Antenne 47: Radio Sofa opens web radio café-bar in Paris

Antenne 47: Radio Sofa opens web radio café-bar in Paris

Antenne 47 : Radio Sofa ouvre son café-bar et studio radio à Paris

Words by Helena Streimann
23 April 2026
Antenne 47 on 6 Rue Botzaris, 75019 Paris
Antenne 47 on 6 Rue Botzaris, 75019 Paris

On a sunny Friday afternoon in the 19th arrondissement, I sat down with Valentin and Noé, two members of Radio Sofa, the ten-strong collective behind the web radio1“Developed in 1993 in the United States, net-radio (or web radio, online radio) is defined as an audio technology that streams over the internet” Malamud, C. 1997. A world’s fair the global village. Cambridge, MA: MIT Press. Studies such as Baltzis Alexandros’ "Subversive Technologies: Web Radio and Cultural Change." in Radio Content in the Digital Age refers to web radio as an opportunity to subvert the “gatekeeping” aspect of traditional music radio by not relying on the cultural capital of a small select group of programmers with specific cultural capital heavily influenced by the need to appeal to advertisers (remaining family-friendly) and maximising profit (relying on music on top of charts, artists with established fanbases). and their brand new venue, Antenne 47. Tucked into a stylish, laidback space, the café-bar doubles as a live recording studio where emerging local DJs and artists come to lay down curated sets: downtempo, trip-hop, experimental, and beyond.

Antenne 47: studio
Antenne 47: studio

Radio Sofa launched in 2020 under the slogan "à écouter assis·e et debout", a nod to their 24/7 web radio and the parties they threw across Paris. Back then, they were four members. "All the clubs were closed, the concert venues too," Valentin recalls. "We wanted to start a project, a collective, to keep the scene alive. At first it was just playlists, and then we thought: web radio, let's build a player, create a website. That's how it started."

Antenne 47
Antenne 47

As lockdown dragged on, they began inviting artists to send in pre-recorded sets. "It gave DJs who no longer had bookings a way to keep their project going," Valentin says. When clubs finally reopened, dance and listening events followed – and for a while, that's what Radio Sofa became known for. "For five years we were honestly more known for our events than for the radio," Valentin admits. Without a recording studio, the artist programming remained limited. "But now that we have the studio, everything is developing. The number of shows has multiplied by at least five or six." They now count close to a hundred resident artists.

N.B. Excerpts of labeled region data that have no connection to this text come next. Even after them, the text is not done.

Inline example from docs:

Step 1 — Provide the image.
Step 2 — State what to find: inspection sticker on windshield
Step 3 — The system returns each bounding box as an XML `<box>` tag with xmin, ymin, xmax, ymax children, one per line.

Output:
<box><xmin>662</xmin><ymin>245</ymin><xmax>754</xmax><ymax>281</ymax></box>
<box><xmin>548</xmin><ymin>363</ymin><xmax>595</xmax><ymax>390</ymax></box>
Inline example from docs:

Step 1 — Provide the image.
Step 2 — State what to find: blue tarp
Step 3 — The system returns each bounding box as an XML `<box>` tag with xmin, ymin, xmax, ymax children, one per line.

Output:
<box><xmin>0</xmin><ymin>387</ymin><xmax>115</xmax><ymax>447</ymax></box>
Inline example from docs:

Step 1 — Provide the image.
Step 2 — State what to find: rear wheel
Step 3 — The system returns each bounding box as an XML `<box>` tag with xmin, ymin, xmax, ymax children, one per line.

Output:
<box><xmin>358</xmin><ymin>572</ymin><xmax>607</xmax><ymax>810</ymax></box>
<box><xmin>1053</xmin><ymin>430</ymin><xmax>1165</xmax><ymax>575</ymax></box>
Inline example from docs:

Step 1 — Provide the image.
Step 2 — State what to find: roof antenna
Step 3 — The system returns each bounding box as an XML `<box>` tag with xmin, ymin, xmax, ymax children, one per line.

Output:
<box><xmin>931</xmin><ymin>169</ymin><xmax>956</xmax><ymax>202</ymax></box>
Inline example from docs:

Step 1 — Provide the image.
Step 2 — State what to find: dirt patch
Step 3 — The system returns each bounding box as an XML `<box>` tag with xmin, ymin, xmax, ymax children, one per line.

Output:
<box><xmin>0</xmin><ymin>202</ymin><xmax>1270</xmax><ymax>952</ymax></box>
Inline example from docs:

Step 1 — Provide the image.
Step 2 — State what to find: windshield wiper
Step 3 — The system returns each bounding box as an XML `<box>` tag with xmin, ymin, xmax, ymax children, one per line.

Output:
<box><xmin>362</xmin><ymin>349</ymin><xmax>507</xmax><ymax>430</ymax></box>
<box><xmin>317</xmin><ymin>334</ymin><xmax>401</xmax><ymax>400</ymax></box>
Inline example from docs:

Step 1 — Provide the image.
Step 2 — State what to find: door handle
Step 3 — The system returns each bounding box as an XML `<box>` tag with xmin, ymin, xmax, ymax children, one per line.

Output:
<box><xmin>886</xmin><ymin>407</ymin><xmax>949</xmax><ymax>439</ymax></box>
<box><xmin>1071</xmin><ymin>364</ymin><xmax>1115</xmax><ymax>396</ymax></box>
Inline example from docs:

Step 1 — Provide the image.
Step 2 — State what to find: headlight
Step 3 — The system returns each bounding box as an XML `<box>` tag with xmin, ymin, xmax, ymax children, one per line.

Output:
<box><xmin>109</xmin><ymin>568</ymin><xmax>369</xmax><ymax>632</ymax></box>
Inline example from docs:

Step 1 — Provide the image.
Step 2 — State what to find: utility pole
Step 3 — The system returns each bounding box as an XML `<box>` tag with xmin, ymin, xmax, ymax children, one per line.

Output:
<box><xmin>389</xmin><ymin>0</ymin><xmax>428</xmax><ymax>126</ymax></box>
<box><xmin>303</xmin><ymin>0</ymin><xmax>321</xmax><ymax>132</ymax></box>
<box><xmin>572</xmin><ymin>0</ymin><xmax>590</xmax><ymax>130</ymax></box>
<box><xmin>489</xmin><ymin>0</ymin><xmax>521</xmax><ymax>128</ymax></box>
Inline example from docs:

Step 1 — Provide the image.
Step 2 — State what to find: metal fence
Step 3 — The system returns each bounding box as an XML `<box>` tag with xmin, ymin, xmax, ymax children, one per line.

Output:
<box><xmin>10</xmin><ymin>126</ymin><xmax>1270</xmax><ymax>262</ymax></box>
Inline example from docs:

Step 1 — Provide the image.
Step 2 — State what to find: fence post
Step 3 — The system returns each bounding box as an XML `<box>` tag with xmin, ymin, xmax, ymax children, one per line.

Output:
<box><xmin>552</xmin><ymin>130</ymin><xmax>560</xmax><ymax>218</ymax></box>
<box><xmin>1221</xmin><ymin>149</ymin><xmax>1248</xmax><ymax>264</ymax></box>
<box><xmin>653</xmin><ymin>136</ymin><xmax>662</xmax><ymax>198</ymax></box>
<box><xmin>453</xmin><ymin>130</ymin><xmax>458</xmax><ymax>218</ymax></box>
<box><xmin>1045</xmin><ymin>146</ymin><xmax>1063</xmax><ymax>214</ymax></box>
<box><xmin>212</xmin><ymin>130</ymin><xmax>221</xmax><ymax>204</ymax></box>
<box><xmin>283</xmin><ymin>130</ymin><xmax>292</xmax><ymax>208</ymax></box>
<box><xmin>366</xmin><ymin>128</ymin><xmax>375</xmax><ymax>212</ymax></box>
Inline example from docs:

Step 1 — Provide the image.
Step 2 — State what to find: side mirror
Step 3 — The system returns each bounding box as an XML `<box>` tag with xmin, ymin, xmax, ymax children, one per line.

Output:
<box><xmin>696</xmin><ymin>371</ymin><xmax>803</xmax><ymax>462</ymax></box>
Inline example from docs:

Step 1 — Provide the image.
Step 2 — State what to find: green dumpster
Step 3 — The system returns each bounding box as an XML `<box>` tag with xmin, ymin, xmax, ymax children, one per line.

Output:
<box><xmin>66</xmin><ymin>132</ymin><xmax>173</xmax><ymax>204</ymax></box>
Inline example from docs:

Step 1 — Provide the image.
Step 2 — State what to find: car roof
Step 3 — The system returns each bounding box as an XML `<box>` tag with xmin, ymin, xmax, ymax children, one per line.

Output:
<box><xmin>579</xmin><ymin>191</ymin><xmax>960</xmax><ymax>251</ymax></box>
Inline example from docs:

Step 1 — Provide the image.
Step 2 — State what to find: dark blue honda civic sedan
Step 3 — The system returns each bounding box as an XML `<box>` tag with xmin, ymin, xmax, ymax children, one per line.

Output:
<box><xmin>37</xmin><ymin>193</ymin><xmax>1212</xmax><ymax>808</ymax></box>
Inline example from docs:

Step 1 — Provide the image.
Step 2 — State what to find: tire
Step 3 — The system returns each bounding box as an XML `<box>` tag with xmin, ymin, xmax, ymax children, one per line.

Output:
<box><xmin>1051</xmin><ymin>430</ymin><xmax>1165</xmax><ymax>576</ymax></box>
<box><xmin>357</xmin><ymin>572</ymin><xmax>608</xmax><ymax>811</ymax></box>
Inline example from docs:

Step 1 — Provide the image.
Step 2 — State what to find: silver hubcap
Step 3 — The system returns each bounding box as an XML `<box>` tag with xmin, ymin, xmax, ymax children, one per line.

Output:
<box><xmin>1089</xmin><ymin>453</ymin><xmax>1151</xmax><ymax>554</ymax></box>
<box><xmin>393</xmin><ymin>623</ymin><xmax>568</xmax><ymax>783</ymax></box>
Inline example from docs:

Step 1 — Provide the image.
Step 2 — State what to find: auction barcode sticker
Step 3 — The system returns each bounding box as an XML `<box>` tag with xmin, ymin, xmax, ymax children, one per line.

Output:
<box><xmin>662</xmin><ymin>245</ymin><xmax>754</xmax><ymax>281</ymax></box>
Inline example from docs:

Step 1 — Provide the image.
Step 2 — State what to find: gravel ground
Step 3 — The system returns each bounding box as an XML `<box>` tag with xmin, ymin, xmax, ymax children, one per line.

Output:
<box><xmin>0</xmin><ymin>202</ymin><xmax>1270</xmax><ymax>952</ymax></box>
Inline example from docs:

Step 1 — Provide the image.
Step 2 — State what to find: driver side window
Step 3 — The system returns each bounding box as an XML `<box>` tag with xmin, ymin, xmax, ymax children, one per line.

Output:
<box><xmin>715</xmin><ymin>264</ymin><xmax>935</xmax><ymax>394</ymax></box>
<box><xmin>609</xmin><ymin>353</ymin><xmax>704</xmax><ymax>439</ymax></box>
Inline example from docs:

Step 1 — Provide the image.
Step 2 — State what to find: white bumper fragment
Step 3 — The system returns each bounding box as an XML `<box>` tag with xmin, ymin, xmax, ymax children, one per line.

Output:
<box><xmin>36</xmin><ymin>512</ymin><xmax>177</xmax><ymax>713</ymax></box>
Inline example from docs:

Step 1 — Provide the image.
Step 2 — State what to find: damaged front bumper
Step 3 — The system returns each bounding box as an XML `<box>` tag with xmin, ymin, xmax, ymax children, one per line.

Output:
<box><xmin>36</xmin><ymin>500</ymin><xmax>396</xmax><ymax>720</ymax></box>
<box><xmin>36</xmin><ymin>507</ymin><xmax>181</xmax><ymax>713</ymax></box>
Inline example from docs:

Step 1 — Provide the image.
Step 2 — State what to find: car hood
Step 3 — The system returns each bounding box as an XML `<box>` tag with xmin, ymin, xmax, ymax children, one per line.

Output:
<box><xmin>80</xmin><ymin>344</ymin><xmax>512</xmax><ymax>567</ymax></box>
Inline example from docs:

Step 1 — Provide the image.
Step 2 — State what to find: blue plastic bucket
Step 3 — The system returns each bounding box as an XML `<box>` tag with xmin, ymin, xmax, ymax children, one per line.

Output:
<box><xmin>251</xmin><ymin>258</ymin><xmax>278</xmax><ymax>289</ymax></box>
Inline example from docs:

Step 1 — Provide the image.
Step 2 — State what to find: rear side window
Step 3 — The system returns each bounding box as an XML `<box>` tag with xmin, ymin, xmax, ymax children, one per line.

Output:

The café-bar itself was a year and a half in the making. Noé and Valentin worked with architect friends Léna Moussaigne and Erin Gurdal on the interior design, helping create the welcoming space, one shaped by years of research abroad. "Every time one of us travels somewhere new, we go find the local radio," says Noé. Over five years of visits to stations across Berlin, Amsterdam, Lisbon and Istanbul, a pattern emerged: the radios they admired had all solved the same problem the same way, anchoring their web presence to something people will physically show up and pay for. Their answer was the bar, an economic model with potential, since the radio itself is non-profit and events barely break even.

Antenne 47: studio
Antenne 47: studio

While the focus remains firmly on local and emerging artists rarely encountered in mainstream media, international names do find their way into the programming. "Foreign artists we bring in tend to be people passing through Paris for gigs, and we offer them the chance to come and record in the studio," Valentin explains. The result is a place built around a clear listening philosophy. "The programming is shaped by the idea that radio is something people put on at home, accompanying their day alongside other activities – whether they're working or just going about their lives," Noé explains. "That context calls for music that doesn't demand to be danced to, but still holds attention."

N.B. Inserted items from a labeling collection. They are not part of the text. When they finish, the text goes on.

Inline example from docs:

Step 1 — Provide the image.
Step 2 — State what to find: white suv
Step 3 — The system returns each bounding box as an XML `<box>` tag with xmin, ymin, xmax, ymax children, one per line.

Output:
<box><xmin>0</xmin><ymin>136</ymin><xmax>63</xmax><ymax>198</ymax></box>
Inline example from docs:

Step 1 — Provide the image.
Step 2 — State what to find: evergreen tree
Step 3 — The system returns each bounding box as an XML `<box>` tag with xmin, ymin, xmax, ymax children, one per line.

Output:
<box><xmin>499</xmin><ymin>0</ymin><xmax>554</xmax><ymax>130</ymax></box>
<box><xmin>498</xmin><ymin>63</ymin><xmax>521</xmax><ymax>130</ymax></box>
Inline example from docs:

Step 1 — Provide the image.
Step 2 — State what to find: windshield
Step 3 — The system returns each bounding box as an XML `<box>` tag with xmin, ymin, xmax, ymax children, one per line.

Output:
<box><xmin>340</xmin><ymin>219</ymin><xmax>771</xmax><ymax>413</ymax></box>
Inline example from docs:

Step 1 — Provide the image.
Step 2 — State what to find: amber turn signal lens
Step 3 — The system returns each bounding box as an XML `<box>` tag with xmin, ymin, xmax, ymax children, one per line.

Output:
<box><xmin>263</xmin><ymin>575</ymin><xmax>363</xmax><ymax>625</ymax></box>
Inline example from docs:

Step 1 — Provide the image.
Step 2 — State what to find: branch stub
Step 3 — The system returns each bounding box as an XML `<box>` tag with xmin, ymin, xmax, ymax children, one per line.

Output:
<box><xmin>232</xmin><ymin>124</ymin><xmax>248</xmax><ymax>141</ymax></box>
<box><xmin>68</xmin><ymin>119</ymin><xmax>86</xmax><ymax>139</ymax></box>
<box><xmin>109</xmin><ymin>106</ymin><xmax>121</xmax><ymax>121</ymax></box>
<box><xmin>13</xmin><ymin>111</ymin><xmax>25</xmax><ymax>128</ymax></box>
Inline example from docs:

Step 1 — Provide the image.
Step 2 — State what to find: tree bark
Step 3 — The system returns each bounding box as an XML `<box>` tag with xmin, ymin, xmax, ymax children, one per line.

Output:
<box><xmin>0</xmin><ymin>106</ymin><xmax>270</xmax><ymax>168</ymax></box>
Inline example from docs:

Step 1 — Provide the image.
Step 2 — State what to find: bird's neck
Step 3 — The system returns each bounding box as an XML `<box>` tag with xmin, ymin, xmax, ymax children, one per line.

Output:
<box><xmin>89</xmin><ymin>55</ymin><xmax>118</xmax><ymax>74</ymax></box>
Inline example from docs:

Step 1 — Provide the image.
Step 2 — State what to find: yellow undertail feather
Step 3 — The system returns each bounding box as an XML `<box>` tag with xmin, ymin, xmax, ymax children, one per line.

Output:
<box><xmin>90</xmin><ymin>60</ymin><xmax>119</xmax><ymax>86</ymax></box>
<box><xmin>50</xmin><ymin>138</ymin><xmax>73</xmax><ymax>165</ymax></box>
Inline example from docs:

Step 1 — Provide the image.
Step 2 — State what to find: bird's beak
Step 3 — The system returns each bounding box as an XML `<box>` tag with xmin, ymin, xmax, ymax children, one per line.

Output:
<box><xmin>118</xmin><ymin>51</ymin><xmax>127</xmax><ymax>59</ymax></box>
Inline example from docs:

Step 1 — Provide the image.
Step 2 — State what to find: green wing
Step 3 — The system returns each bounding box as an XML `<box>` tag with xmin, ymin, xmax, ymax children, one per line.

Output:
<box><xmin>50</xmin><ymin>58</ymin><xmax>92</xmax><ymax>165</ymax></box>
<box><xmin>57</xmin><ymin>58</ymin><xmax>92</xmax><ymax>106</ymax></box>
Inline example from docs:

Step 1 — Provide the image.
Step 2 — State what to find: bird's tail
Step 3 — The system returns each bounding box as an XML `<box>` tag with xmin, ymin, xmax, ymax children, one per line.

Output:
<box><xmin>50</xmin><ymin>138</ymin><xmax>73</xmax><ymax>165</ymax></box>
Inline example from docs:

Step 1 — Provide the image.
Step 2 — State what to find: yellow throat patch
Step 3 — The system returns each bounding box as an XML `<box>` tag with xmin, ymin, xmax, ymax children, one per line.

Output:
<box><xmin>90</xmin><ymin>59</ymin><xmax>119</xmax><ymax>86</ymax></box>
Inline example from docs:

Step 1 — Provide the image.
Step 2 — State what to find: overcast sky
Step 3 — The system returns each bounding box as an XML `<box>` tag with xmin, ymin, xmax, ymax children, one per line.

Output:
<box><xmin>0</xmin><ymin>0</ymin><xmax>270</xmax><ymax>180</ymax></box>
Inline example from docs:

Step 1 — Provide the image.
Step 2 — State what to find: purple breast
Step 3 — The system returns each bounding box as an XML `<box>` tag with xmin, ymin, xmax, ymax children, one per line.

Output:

Antenne 47 is worth paying attention to for reasons that go beyond the novelty of a café with a recording studio out back. It reveals something about the state of cultural funding in France: who it’s built for, and who it leaves out.

When Valentin describes their attempts to access public funding, the picture is bleak but unsurprising to anyone who has tried to navigate French cultural institutions as a small collective. "If you're not already big, trying to get subsidies is usually a nightmare," he says. During the years they were building the project, the cultural budget was absorbed almost entirely by the Paris Olympics. Alternative musical projects barely profited. The grants that did exist came with prerequisites – a permanent employee on contract, years of documented activity, an institutional track record – that effectively excluded the very collectives they were ostensibly designed to support. "We never ticked the boxes," Valentin admits. They had to find another way.

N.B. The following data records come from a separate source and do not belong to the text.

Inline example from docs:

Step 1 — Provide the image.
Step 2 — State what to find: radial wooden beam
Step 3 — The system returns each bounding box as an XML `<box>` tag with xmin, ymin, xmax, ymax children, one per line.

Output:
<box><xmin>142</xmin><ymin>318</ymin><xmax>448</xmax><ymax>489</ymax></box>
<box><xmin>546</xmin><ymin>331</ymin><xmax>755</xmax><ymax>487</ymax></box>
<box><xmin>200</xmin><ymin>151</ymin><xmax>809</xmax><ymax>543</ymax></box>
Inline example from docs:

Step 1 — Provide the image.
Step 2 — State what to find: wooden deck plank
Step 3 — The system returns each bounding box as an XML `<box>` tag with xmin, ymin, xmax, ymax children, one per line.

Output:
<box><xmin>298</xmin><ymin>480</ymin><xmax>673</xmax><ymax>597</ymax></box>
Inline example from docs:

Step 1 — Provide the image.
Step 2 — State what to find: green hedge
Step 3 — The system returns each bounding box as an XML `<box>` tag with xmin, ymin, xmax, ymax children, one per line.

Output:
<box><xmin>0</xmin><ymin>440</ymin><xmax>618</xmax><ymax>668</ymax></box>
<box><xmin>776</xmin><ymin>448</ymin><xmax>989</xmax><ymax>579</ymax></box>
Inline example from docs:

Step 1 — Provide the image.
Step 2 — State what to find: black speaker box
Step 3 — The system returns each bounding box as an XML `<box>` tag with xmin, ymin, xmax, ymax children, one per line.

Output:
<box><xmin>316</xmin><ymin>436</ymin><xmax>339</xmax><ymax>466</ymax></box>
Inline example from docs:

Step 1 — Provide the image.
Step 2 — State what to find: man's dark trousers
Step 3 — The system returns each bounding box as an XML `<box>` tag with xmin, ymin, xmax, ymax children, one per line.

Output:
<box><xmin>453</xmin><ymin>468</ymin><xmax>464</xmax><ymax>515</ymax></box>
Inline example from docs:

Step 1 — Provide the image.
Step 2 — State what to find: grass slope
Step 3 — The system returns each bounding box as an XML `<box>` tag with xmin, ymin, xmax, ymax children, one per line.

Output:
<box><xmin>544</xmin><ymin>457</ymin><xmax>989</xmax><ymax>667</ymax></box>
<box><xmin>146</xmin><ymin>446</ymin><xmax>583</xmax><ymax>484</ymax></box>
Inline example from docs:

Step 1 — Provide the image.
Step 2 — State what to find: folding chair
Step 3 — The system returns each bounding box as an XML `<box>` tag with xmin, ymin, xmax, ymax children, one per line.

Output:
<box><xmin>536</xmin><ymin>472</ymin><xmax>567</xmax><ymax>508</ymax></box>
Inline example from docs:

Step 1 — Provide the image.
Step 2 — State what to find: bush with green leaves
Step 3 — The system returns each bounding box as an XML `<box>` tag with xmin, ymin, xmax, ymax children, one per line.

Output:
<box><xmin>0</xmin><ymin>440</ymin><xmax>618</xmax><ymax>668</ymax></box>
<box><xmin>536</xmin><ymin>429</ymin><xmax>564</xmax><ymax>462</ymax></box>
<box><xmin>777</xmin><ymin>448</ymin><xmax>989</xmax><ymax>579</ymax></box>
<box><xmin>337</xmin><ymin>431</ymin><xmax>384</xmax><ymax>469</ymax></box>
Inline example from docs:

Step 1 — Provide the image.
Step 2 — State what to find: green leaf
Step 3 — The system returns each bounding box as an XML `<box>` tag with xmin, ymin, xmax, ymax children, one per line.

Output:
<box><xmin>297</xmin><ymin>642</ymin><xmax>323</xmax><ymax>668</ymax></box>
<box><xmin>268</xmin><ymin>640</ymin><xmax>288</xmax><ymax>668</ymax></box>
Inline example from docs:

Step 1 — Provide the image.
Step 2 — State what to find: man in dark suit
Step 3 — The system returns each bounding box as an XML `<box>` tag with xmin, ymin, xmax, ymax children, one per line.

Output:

This points to something France’s cultural subsidy framework still struggles to reckon with: the most interesting things happening in independent music right now are often built on hybrid models that don't fit existing categories. An internet radio is not a venue. It's not a label. It's not a media outlet in any traditional sense. It lives in the gaps between those categories, and a system built around rigid definitions can’t accommodate it.

Antenne 47: bar
Antenne 47: bar

What's refreshing about the web radio world, Valentin and Noé explain, is the absence of competition within it. "There's no ego thing between radios," Valentin says. "They help each other." Web radios don't compete for the same audience the way labels compete for market share, because their value isn't extractive. They’re not trying to trap listeners with algorithms or flatten programming to please advertisers.

Web radios like Radio Sofa are valuable not only to their listeners, but also their artists. "For touring artists, web radio sets are a calling card," Noé says. "They're recorded, often filmed, and artists use the footage to send to clubs, to collectives. It's how they show their range.”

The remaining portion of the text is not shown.